Engine & brain
The Rust core every surface shares: it drives provider CLIs as backends, normalizes their output into one event stream, persists everything in a local SQLite store, and feeds each run from the brain.
Backends, not lock-in
Claude Code, Antigravity, and OpenCode are adapters over their own CLIs — your subscriptions, logins, and native features stay intact; Lectern compounds them. A mock backend exercises the full pipeline for zero tokens (it's how we test everything).

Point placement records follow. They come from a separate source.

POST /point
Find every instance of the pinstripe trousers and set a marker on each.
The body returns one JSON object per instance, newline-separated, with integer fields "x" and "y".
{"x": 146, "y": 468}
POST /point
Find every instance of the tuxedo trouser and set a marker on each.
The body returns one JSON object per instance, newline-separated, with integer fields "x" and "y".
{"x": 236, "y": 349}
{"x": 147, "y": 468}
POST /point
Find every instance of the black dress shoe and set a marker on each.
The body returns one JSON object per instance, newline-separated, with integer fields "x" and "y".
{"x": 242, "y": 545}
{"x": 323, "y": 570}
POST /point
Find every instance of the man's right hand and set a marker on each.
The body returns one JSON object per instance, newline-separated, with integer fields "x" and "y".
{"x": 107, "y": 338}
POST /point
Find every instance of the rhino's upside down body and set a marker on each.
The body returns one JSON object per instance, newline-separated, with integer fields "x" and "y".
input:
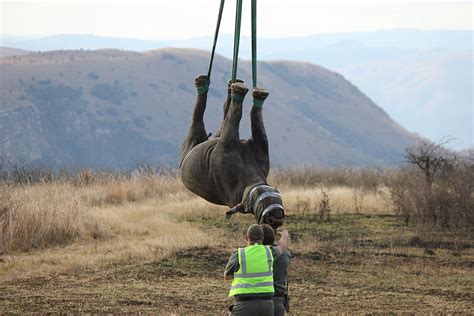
{"x": 226, "y": 170}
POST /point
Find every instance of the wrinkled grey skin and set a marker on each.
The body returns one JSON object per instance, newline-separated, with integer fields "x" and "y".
{"x": 219, "y": 169}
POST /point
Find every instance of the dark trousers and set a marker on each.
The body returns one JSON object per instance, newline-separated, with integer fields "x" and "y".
{"x": 253, "y": 308}
{"x": 279, "y": 303}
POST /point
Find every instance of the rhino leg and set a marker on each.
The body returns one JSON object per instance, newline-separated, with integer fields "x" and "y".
{"x": 229, "y": 137}
{"x": 197, "y": 132}
{"x": 226, "y": 106}
{"x": 259, "y": 138}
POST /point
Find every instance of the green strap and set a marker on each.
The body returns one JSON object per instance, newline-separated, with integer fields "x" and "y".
{"x": 216, "y": 35}
{"x": 254, "y": 43}
{"x": 238, "y": 19}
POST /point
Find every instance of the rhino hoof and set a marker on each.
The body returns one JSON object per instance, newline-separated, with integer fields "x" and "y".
{"x": 201, "y": 80}
{"x": 239, "y": 88}
{"x": 229, "y": 83}
{"x": 260, "y": 93}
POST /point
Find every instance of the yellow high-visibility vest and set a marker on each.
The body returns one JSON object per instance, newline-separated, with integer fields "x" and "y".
{"x": 255, "y": 274}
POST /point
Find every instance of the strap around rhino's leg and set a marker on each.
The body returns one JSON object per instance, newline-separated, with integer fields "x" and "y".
{"x": 259, "y": 135}
{"x": 197, "y": 132}
{"x": 226, "y": 106}
{"x": 230, "y": 127}
{"x": 238, "y": 208}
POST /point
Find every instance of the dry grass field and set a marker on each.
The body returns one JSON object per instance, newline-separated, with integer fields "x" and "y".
{"x": 145, "y": 244}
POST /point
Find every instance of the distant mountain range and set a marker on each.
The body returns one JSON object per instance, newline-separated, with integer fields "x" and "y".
{"x": 111, "y": 108}
{"x": 422, "y": 79}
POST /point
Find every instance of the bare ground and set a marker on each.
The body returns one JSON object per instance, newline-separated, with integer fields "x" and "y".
{"x": 355, "y": 263}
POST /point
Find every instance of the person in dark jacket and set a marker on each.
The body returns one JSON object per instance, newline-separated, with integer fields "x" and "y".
{"x": 280, "y": 273}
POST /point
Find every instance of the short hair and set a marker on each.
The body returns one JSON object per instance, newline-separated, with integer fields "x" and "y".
{"x": 255, "y": 233}
{"x": 268, "y": 234}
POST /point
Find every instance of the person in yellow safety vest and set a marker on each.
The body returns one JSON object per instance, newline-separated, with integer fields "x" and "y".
{"x": 251, "y": 272}
{"x": 280, "y": 274}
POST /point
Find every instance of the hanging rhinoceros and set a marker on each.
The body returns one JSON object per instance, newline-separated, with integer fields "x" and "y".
{"x": 226, "y": 170}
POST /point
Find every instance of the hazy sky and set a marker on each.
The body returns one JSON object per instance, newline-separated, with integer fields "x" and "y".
{"x": 163, "y": 19}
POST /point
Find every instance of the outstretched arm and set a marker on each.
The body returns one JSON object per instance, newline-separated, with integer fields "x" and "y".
{"x": 284, "y": 240}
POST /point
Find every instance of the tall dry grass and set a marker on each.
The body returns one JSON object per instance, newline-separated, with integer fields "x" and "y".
{"x": 46, "y": 214}
{"x": 102, "y": 218}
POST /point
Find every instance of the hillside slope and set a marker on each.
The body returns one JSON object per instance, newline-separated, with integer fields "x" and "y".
{"x": 110, "y": 108}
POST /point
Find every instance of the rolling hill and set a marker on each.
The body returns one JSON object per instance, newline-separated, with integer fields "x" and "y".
{"x": 111, "y": 108}
{"x": 422, "y": 78}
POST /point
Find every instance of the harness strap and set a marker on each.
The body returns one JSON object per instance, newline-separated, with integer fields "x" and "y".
{"x": 238, "y": 19}
{"x": 268, "y": 209}
{"x": 263, "y": 196}
{"x": 216, "y": 35}
{"x": 254, "y": 43}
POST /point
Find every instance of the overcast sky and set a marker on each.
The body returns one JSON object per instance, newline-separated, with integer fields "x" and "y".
{"x": 166, "y": 19}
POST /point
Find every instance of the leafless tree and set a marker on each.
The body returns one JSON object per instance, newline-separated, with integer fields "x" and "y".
{"x": 431, "y": 158}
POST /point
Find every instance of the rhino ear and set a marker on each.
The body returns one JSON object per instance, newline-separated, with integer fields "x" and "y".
{"x": 275, "y": 218}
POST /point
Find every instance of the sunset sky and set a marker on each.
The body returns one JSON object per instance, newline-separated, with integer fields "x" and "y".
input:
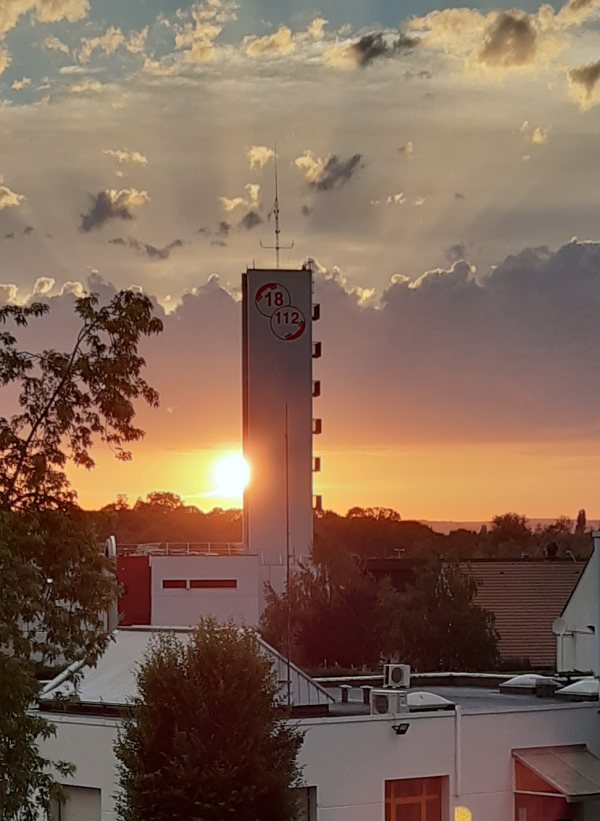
{"x": 441, "y": 165}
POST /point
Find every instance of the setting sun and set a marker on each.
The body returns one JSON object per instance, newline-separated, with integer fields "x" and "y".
{"x": 231, "y": 475}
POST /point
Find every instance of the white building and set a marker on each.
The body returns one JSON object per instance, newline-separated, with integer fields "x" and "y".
{"x": 489, "y": 757}
{"x": 578, "y": 629}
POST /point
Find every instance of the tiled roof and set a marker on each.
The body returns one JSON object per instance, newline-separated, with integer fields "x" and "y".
{"x": 526, "y": 597}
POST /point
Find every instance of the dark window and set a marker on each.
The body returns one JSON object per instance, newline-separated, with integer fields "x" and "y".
{"x": 306, "y": 799}
{"x": 213, "y": 584}
{"x": 413, "y": 799}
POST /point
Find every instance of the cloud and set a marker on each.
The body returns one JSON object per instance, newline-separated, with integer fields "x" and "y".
{"x": 584, "y": 85}
{"x": 199, "y": 35}
{"x": 253, "y": 200}
{"x": 251, "y": 220}
{"x": 73, "y": 288}
{"x": 19, "y": 85}
{"x": 5, "y": 60}
{"x": 231, "y": 205}
{"x": 107, "y": 43}
{"x": 43, "y": 285}
{"x": 576, "y": 12}
{"x": 540, "y": 136}
{"x": 88, "y": 86}
{"x": 259, "y": 156}
{"x": 151, "y": 251}
{"x": 54, "y": 44}
{"x": 8, "y": 294}
{"x": 496, "y": 43}
{"x": 456, "y": 252}
{"x": 44, "y": 11}
{"x": 222, "y": 230}
{"x": 8, "y": 198}
{"x": 508, "y": 357}
{"x": 126, "y": 156}
{"x": 368, "y": 48}
{"x": 112, "y": 204}
{"x": 328, "y": 174}
{"x": 315, "y": 30}
{"x": 136, "y": 44}
{"x": 281, "y": 42}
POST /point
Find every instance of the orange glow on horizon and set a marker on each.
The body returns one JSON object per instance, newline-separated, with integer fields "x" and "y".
{"x": 469, "y": 482}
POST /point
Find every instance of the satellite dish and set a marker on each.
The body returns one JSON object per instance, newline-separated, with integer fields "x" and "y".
{"x": 559, "y": 626}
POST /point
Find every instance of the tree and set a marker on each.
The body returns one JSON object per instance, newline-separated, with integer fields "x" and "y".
{"x": 68, "y": 398}
{"x": 581, "y": 523}
{"x": 207, "y": 736}
{"x": 333, "y": 618}
{"x": 438, "y": 626}
{"x": 56, "y": 585}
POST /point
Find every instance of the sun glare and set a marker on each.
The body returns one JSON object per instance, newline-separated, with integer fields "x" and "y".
{"x": 231, "y": 475}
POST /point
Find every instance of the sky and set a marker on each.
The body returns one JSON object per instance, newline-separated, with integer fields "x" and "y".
{"x": 440, "y": 164}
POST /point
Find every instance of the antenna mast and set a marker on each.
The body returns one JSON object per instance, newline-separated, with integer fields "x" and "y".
{"x": 275, "y": 212}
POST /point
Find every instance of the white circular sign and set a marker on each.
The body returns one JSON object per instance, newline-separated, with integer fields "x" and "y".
{"x": 288, "y": 323}
{"x": 270, "y": 297}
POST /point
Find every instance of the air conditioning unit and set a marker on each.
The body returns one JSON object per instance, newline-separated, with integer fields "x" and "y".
{"x": 389, "y": 702}
{"x": 396, "y": 675}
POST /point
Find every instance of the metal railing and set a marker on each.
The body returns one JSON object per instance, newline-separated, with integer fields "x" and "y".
{"x": 183, "y": 549}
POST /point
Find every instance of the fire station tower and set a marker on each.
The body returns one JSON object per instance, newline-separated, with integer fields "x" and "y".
{"x": 278, "y": 424}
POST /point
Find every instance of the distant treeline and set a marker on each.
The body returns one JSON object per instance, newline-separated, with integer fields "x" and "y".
{"x": 373, "y": 532}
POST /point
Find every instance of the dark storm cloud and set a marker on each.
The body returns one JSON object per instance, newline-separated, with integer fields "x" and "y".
{"x": 111, "y": 204}
{"x": 151, "y": 251}
{"x": 251, "y": 220}
{"x": 510, "y": 357}
{"x": 456, "y": 252}
{"x": 378, "y": 44}
{"x": 586, "y": 77}
{"x": 511, "y": 41}
{"x": 222, "y": 230}
{"x": 337, "y": 172}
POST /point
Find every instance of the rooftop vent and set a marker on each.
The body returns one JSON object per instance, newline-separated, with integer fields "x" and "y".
{"x": 530, "y": 684}
{"x": 398, "y": 702}
{"x": 586, "y": 689}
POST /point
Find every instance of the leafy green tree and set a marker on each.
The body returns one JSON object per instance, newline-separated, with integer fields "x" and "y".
{"x": 333, "y": 617}
{"x": 438, "y": 626}
{"x": 56, "y": 584}
{"x": 68, "y": 398}
{"x": 207, "y": 736}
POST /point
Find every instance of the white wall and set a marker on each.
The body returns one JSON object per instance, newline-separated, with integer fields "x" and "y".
{"x": 87, "y": 742}
{"x": 577, "y": 648}
{"x": 348, "y": 759}
{"x": 176, "y": 607}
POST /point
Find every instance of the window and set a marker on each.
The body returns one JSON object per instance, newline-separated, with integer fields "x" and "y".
{"x": 307, "y": 803}
{"x": 413, "y": 799}
{"x": 83, "y": 804}
{"x": 213, "y": 584}
{"x": 536, "y": 799}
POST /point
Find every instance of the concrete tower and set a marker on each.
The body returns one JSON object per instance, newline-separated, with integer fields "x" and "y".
{"x": 278, "y": 423}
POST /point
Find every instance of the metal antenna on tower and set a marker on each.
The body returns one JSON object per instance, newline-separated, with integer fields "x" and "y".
{"x": 275, "y": 212}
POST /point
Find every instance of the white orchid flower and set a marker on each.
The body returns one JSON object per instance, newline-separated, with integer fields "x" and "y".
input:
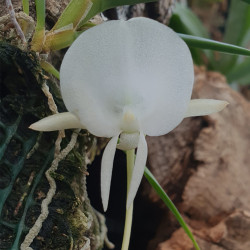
{"x": 127, "y": 79}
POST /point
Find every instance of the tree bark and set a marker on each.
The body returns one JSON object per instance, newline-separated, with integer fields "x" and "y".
{"x": 204, "y": 166}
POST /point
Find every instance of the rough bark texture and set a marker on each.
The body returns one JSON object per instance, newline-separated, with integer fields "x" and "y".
{"x": 204, "y": 166}
{"x": 28, "y": 94}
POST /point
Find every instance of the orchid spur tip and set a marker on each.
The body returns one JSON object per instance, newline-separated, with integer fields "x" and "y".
{"x": 106, "y": 170}
{"x": 58, "y": 121}
{"x": 200, "y": 107}
{"x": 140, "y": 163}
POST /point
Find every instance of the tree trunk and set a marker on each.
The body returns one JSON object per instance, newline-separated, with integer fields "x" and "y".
{"x": 43, "y": 197}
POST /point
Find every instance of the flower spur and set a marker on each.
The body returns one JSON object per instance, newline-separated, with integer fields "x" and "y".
{"x": 127, "y": 79}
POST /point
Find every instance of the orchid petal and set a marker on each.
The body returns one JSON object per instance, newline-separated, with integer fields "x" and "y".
{"x": 140, "y": 163}
{"x": 106, "y": 170}
{"x": 58, "y": 121}
{"x": 128, "y": 141}
{"x": 139, "y": 65}
{"x": 199, "y": 107}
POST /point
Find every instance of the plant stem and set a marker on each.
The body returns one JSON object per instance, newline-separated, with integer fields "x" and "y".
{"x": 50, "y": 69}
{"x": 129, "y": 212}
{"x": 39, "y": 35}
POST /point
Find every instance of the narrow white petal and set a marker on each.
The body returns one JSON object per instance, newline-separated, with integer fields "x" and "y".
{"x": 140, "y": 162}
{"x": 198, "y": 107}
{"x": 106, "y": 170}
{"x": 57, "y": 122}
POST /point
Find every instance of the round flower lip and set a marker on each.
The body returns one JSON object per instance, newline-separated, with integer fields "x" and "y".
{"x": 138, "y": 65}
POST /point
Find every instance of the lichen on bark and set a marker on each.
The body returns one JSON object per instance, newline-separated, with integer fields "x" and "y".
{"x": 25, "y": 156}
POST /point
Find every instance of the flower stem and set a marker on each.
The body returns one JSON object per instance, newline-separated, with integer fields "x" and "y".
{"x": 129, "y": 212}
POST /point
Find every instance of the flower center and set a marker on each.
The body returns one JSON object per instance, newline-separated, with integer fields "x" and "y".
{"x": 128, "y": 141}
{"x": 129, "y": 122}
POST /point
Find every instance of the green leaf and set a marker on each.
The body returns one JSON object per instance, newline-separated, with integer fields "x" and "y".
{"x": 237, "y": 28}
{"x": 159, "y": 190}
{"x": 38, "y": 37}
{"x": 102, "y": 5}
{"x": 208, "y": 44}
{"x": 185, "y": 21}
{"x": 73, "y": 13}
{"x": 247, "y": 1}
{"x": 190, "y": 23}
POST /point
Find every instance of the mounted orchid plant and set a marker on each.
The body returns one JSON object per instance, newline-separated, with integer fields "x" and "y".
{"x": 124, "y": 80}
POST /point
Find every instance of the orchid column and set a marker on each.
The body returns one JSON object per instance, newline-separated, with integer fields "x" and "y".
{"x": 124, "y": 80}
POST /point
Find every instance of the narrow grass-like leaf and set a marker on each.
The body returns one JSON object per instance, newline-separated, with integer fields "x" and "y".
{"x": 159, "y": 190}
{"x": 38, "y": 37}
{"x": 237, "y": 28}
{"x": 102, "y": 5}
{"x": 208, "y": 44}
{"x": 185, "y": 21}
{"x": 25, "y": 6}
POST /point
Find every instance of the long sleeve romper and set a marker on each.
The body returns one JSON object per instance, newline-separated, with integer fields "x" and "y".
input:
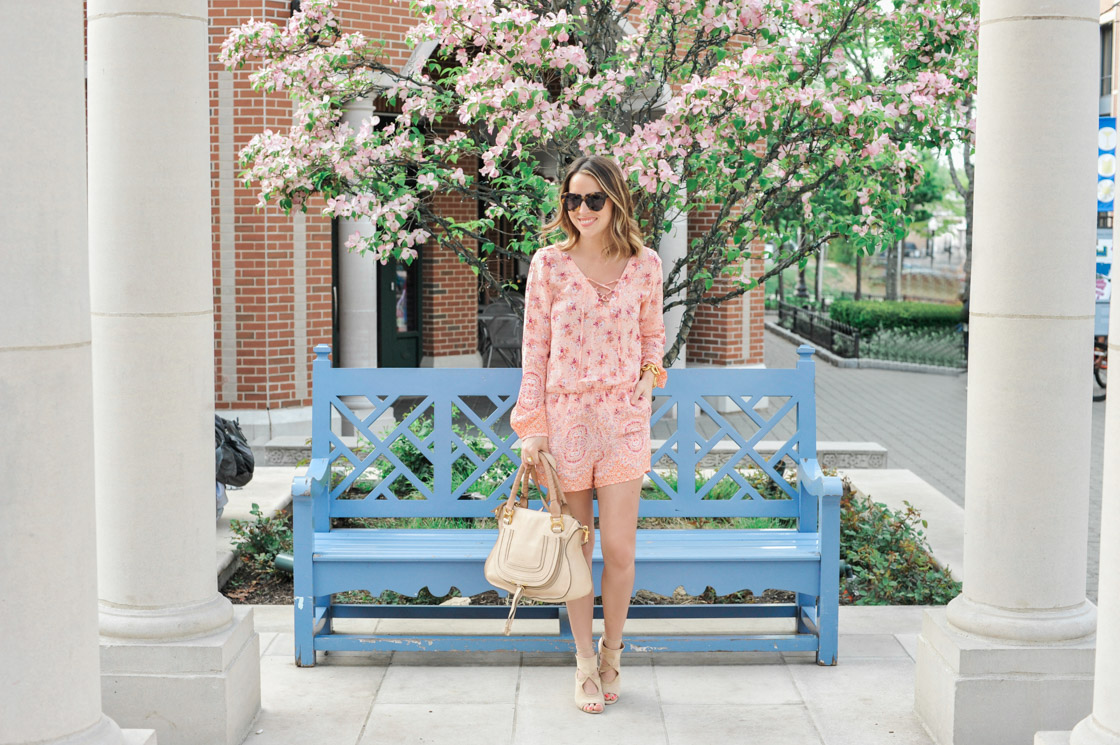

Your repo's conventions travel across all of them. Claude Code reads a project's AGENTS.md natively; for the backends that don't, Lectern reads that file (falling back to CLAUDE.md) and folds it into the run, so the project's rules apply whichever model runs.
The Conductor & routing
Auto mode routes each task by editable rules in ~/.lectern/routing.json (openable from Settings) — e.g. screenshots → Gemini Flash, architecture → Opus, one-word fixes → Haiku — with an optional fast classifier for ambiguous tasks. /conduct goes further: it plans the goal, hands each sub-step to the model best at it (running independent steps in parallel git worktrees), then cross-reviews the result with a different provider.
The brain
| Piece | What it holds | How it's used |
|---|---|---|
| Memory index | FTS + vector index over your repo's files | Relevant files recalled into every run ('recalled 3 files' chips) |
| Skills | Recorded GUI macros + learned procedures (usage-scored) | Auto-applied on matching tasks; /skill attaches one explicitly |
| System profile | Your machine — distro, tools, quirks (learned locally) | Injected so agents stop rediscovering your setup |
| Code graph | Symbols, links, clusters (graphify) | Recall starts structure-aware, not just text-aware |
| User profile | How you like to work (you write it in Settings → About you) | Honored in every session |
Re-indexing is throttled per workspace, so busy sessions never pay the indexing tax twice.
One store, every surface
Sessions, events, changes, schedules, and usage live in one local SQLite store. That's what makes cross-surface sessions real: the desktop, TUI, and CLI are three views of the same history — titles, pins, and metadata reconcile newest-wins at boot.
Security model
- Local-first: sessions execute on your machine; provider CLIs keep their own credentials — Lectern stores no API keys.
- Apply gate: nothing writes to disk without your acceptance unless you opt into apply/one-shot.
- E2EE export & sync: encrypted session bundles use scrypt + XChaCha20-Poly1305; the optional cloud sees counts and ciphertext only.
- Channels: inbound senders must be allowlisted from the CLI on the machine — a chat message can never approve itself.
- Open source: Apache-2.0 — audit any of this instead of trusting the docs.